Empat bulan kemudian, dalam sebuah seminar lain yang juga membicarakan penduduk Irian Jaya, Koen -- demikian nama panggilannya -- kembali bersuara lantang. "Orang Irian Jaya bukan anak kecil yang tidak tahu apa-apa," katanya. "Sikap meremehkan dan menganggap orang Irian Jaya masih primitif merupakan penyebab utama masih adanya apatisme, serta keraguan di kalangan masyarakat Irian Jaya dewasa ini untuk berpartisipasi aktif dalam pembangunan."
Tentu saja, ia tidak asal bersuara. Yang dilontarkannya berdasarkan penelitiannya di Irian Jaya berbulan-bulan. Koen, misalnya, sampai terbiasa makan ulat bakar, daging buaya, daging ular, selama di pedalaman Irian. "Daging buaya dan ular itu enak," katanya.
Anak tunggal R.M.E. Brotokoesoemo, pegawai pamong praja Pakualaman, Yogya, ini ketika masih kanak-kanak suka menabuh gamelan. Tetapi orangtuanya kurang berminat anaknya jadi penari atau penabuh gamelan. Koen kemudian dikirim ke sekolah khusus yang hanya menerima anak-anak Belanda. Setelah itu ke MULO, lantas ke AMS. Tetapi, ketika ayahnya pindah ke Purwokerto, Koen tetap di Yogya dan berkesempatan kembali meneruskan mempelajari kebudayaan Jawa.Baru setahun ia kuliah di FS UGM, pecah Revolusi Kemerdekaan. Ia menggabungkan diri dalam Korps Mahasiswa UGM. "Saya ditugasi menjadi guru para prajurit yang sedang bertempur mengajar bahasa Inggris dan sejarah," katanya. Ia ditempatkan di Brigade 29, Kediri. Setelah perjanjian Renville, 1948, ia kembali kuliah di UGM. "Untung, seandainya saya masih di Kediri, saya nggak hidup lagi," katanya. Brigade 29, seperti diketahui, memihak kaum komunis dalam Peristiwa Madiun, dan dihancurkan pasukan Siliwangi.
Koen tertarik antropologi sejak menjadi asisten Prof. G.J. Held, guru besar antropologi di UI, yang mengadakan penelitian lapangan di Sumbawa.

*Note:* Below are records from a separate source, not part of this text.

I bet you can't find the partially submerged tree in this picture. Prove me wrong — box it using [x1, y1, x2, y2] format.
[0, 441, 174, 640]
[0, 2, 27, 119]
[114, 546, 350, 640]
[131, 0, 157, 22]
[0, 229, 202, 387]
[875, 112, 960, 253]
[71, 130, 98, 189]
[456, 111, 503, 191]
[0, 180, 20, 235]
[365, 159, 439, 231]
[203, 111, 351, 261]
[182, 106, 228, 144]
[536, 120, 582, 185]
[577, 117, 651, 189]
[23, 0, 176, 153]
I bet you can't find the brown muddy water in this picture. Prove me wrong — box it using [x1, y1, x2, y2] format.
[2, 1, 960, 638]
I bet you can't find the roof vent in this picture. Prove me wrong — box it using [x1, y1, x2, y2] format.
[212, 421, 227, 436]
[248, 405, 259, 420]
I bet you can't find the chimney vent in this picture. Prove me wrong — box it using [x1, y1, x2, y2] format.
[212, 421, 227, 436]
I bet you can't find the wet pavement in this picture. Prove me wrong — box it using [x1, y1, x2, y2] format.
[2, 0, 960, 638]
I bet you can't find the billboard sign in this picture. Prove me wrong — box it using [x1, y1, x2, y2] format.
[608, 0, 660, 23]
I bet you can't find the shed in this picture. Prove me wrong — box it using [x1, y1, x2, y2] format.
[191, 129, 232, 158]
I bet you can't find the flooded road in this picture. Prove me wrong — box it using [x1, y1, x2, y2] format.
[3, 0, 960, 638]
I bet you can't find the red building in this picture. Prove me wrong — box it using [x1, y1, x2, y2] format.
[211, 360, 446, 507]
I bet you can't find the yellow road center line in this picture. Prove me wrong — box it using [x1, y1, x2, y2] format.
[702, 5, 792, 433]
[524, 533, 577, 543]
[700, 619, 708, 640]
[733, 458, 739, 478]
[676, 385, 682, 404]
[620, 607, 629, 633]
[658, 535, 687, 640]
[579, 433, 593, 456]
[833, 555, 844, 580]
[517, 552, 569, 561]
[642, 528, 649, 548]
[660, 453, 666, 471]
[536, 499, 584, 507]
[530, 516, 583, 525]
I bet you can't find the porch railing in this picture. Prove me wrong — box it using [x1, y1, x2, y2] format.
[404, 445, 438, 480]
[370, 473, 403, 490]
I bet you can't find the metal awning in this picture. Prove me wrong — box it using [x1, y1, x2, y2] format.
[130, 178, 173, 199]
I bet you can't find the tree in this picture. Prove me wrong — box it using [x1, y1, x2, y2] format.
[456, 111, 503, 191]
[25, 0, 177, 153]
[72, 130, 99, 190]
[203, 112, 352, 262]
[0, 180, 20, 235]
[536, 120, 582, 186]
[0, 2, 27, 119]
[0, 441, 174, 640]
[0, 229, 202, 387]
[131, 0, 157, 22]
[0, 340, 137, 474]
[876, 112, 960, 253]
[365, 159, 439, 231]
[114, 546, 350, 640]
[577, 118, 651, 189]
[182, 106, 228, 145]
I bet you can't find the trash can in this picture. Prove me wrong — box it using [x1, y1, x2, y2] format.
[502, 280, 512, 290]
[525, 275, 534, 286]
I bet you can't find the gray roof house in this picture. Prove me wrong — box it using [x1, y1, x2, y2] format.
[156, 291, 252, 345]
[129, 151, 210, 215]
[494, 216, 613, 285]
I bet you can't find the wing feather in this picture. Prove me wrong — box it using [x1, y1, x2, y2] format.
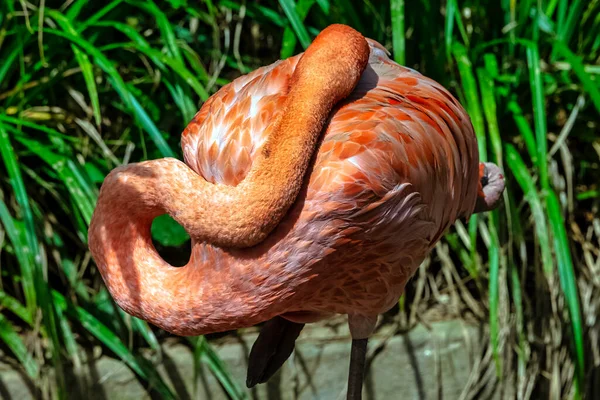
[182, 39, 479, 250]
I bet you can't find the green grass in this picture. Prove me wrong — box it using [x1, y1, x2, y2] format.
[1, 0, 599, 398]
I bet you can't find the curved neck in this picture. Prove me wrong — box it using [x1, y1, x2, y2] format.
[88, 24, 369, 334]
[178, 24, 369, 248]
[88, 161, 295, 335]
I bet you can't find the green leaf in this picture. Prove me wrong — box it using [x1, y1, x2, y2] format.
[525, 43, 549, 189]
[546, 192, 584, 394]
[0, 314, 38, 378]
[332, 0, 365, 33]
[315, 0, 330, 14]
[477, 66, 503, 163]
[0, 291, 32, 326]
[127, 0, 183, 61]
[52, 291, 176, 399]
[507, 99, 538, 166]
[13, 135, 97, 227]
[452, 43, 486, 162]
[45, 10, 102, 126]
[510, 262, 527, 376]
[390, 0, 405, 65]
[189, 337, 247, 400]
[0, 124, 37, 310]
[151, 214, 190, 247]
[0, 122, 66, 396]
[552, 40, 600, 113]
[557, 0, 584, 46]
[279, 0, 312, 49]
[280, 0, 316, 59]
[505, 144, 553, 277]
[488, 240, 500, 375]
[93, 22, 208, 101]
[43, 28, 176, 158]
[76, 0, 125, 32]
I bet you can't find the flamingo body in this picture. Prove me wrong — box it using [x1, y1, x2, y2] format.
[88, 26, 501, 341]
[178, 40, 478, 324]
[88, 26, 505, 398]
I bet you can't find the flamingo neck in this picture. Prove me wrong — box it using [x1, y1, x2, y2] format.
[87, 24, 369, 334]
[88, 163, 291, 335]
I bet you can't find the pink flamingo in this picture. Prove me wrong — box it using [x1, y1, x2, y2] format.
[88, 24, 505, 399]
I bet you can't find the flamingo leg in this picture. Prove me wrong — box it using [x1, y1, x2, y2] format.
[346, 314, 377, 400]
[347, 338, 368, 400]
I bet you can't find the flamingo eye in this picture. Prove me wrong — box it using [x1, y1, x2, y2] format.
[481, 172, 489, 187]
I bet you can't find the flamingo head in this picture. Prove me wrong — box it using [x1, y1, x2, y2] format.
[474, 162, 505, 213]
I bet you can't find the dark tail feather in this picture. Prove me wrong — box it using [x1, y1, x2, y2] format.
[246, 316, 305, 387]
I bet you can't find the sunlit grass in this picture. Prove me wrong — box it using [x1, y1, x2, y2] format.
[0, 0, 598, 398]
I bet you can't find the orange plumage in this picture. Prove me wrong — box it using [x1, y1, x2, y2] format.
[89, 26, 504, 395]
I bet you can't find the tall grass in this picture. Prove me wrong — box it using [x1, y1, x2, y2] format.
[0, 0, 598, 398]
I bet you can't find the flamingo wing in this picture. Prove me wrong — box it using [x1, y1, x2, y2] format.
[310, 53, 479, 245]
[182, 56, 300, 186]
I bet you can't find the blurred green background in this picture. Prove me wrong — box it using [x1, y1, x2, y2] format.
[0, 0, 599, 398]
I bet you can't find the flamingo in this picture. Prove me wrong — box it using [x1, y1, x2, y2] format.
[88, 24, 505, 399]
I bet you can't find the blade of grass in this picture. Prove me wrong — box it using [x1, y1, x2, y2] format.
[0, 121, 66, 398]
[478, 58, 503, 164]
[445, 0, 457, 61]
[505, 144, 553, 277]
[0, 125, 37, 310]
[0, 38, 27, 86]
[558, 0, 584, 46]
[54, 299, 82, 370]
[128, 91, 175, 158]
[510, 261, 527, 378]
[488, 239, 501, 375]
[0, 291, 32, 326]
[0, 201, 36, 314]
[220, 0, 287, 27]
[468, 214, 480, 276]
[45, 10, 102, 126]
[525, 43, 548, 188]
[576, 190, 599, 200]
[63, 0, 88, 21]
[479, 61, 504, 369]
[75, 118, 120, 165]
[280, 0, 315, 59]
[315, 0, 330, 14]
[94, 24, 208, 100]
[279, 0, 312, 49]
[42, 28, 175, 158]
[507, 98, 538, 166]
[0, 314, 38, 378]
[332, 0, 365, 33]
[131, 317, 161, 353]
[546, 191, 584, 396]
[52, 291, 176, 399]
[390, 0, 405, 65]
[452, 43, 486, 161]
[179, 43, 211, 84]
[13, 135, 96, 226]
[127, 0, 182, 60]
[75, 0, 125, 32]
[189, 337, 247, 400]
[162, 77, 198, 123]
[552, 40, 600, 113]
[0, 115, 78, 142]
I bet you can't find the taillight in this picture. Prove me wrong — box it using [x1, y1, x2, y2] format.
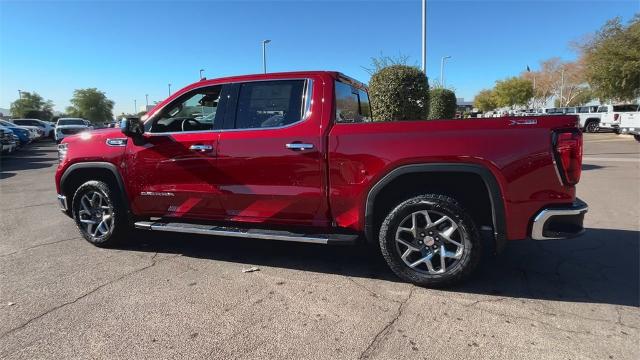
[553, 130, 583, 186]
[614, 114, 620, 122]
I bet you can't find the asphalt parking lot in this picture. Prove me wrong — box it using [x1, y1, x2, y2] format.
[1, 134, 638, 360]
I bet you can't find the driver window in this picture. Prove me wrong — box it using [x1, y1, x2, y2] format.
[148, 85, 222, 133]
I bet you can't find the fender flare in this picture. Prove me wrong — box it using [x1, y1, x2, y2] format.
[364, 163, 507, 252]
[60, 162, 133, 223]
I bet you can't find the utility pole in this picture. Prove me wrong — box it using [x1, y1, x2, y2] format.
[199, 69, 205, 80]
[262, 40, 271, 74]
[18, 89, 22, 99]
[421, 0, 427, 75]
[134, 99, 137, 114]
[168, 83, 172, 96]
[440, 56, 451, 88]
[145, 94, 149, 109]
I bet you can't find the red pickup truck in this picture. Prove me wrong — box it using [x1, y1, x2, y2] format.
[55, 71, 587, 287]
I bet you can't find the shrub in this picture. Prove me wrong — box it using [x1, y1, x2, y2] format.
[428, 88, 457, 119]
[368, 65, 429, 121]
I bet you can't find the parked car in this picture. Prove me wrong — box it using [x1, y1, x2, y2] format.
[599, 104, 640, 133]
[0, 125, 18, 154]
[574, 105, 602, 133]
[0, 120, 38, 144]
[12, 118, 55, 139]
[54, 71, 587, 287]
[55, 118, 91, 143]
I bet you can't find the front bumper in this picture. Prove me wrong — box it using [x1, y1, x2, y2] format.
[57, 194, 68, 212]
[531, 199, 588, 240]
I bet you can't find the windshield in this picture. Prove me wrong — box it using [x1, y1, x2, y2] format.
[58, 119, 86, 126]
[0, 120, 18, 128]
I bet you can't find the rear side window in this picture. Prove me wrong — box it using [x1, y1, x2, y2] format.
[335, 81, 372, 123]
[234, 80, 305, 129]
[613, 104, 639, 112]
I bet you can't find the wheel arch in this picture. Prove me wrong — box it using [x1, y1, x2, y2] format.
[364, 163, 507, 252]
[60, 162, 133, 223]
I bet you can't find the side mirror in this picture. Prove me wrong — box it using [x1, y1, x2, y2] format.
[120, 117, 144, 137]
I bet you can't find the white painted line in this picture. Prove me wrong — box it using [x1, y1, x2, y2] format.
[583, 157, 640, 163]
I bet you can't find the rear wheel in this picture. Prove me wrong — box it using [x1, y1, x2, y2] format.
[584, 120, 599, 133]
[634, 134, 640, 142]
[72, 180, 129, 247]
[378, 194, 481, 287]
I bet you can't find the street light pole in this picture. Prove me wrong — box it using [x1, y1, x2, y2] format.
[134, 99, 137, 114]
[199, 69, 205, 80]
[145, 94, 149, 108]
[440, 56, 451, 88]
[262, 39, 271, 74]
[421, 0, 427, 75]
[168, 83, 172, 96]
[560, 68, 565, 107]
[18, 89, 22, 99]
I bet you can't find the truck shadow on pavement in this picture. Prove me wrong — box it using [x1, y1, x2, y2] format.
[0, 143, 57, 178]
[118, 227, 638, 307]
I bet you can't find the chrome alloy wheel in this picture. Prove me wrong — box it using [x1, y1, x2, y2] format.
[77, 190, 114, 239]
[395, 210, 466, 275]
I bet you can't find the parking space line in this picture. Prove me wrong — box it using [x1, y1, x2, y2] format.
[583, 157, 640, 163]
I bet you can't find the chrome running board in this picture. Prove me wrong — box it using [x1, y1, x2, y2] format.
[134, 221, 357, 245]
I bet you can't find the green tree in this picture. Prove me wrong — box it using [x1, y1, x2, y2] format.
[493, 77, 534, 108]
[428, 88, 457, 119]
[474, 89, 498, 112]
[368, 65, 429, 121]
[580, 16, 640, 101]
[363, 52, 414, 75]
[66, 88, 114, 123]
[9, 92, 54, 120]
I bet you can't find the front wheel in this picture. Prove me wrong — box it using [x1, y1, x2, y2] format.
[378, 194, 481, 287]
[72, 180, 129, 247]
[634, 134, 640, 142]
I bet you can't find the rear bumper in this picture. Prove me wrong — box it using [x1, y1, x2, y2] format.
[531, 198, 588, 240]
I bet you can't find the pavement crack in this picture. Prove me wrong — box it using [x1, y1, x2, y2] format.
[3, 202, 57, 211]
[358, 286, 414, 359]
[0, 237, 80, 257]
[0, 253, 180, 339]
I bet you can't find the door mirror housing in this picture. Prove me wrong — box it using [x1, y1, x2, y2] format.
[120, 117, 144, 137]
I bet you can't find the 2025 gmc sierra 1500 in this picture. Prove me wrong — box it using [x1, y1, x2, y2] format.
[55, 71, 588, 287]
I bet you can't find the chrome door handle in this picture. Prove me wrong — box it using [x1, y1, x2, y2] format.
[189, 144, 213, 152]
[285, 143, 314, 151]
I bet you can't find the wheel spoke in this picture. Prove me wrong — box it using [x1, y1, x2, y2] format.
[410, 253, 433, 268]
[80, 219, 96, 224]
[397, 238, 420, 252]
[439, 245, 447, 272]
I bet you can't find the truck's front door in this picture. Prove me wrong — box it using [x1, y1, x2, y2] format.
[216, 78, 329, 226]
[124, 84, 232, 220]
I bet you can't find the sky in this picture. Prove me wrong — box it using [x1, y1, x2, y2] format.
[0, 0, 638, 116]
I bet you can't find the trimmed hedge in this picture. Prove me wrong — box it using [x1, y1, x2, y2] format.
[428, 88, 457, 119]
[368, 65, 429, 121]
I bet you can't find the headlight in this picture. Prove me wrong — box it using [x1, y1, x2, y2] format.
[58, 143, 68, 162]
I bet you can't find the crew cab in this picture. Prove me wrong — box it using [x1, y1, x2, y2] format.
[54, 71, 588, 287]
[598, 104, 640, 133]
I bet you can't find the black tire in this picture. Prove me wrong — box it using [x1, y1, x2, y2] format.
[634, 134, 640, 142]
[584, 120, 599, 133]
[72, 180, 129, 247]
[378, 194, 481, 287]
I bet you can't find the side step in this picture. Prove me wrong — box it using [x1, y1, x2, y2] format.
[134, 221, 358, 245]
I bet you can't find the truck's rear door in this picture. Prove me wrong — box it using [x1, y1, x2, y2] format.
[215, 78, 329, 226]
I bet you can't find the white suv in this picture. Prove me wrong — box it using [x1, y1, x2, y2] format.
[12, 118, 55, 139]
[574, 106, 602, 133]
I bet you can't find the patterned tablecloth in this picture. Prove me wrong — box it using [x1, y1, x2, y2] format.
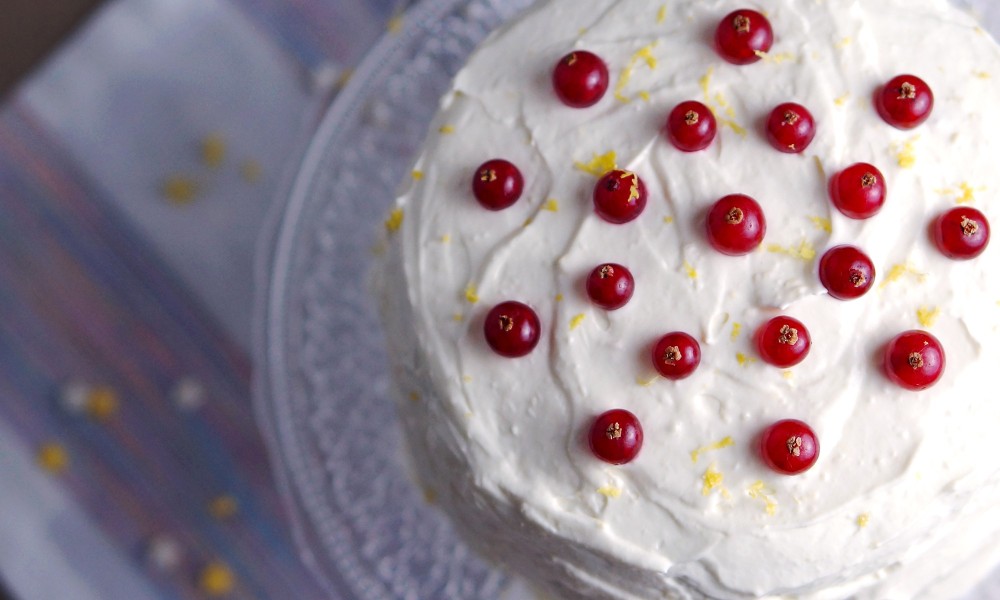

Memperdalam antropologi di Universitas Yale, AS, ia kemudian meraih gelar doktor dari UI dengan disertasi Beberapa Metode Antropologi dalam Penyelidikan Masyarakat dan Kebudayaan di Indonesia, 1958. Kini, puluhan buku telah dihasilkannya, di antara yang banyak dibicarakan orang adalah Manusia dan Kebudayaan Indonesia (1970), Kebudayaan, Mentalitet dan Pembangunan (1974)
Menikah dengan Kustiani yang dikenalnya sejak di UI, ayah tiga anak ini masih tetap dengan kegemaran lamanya, melukis. "Kalau saya pensiun nanti, saya ingin mengadakan pameran," katanya.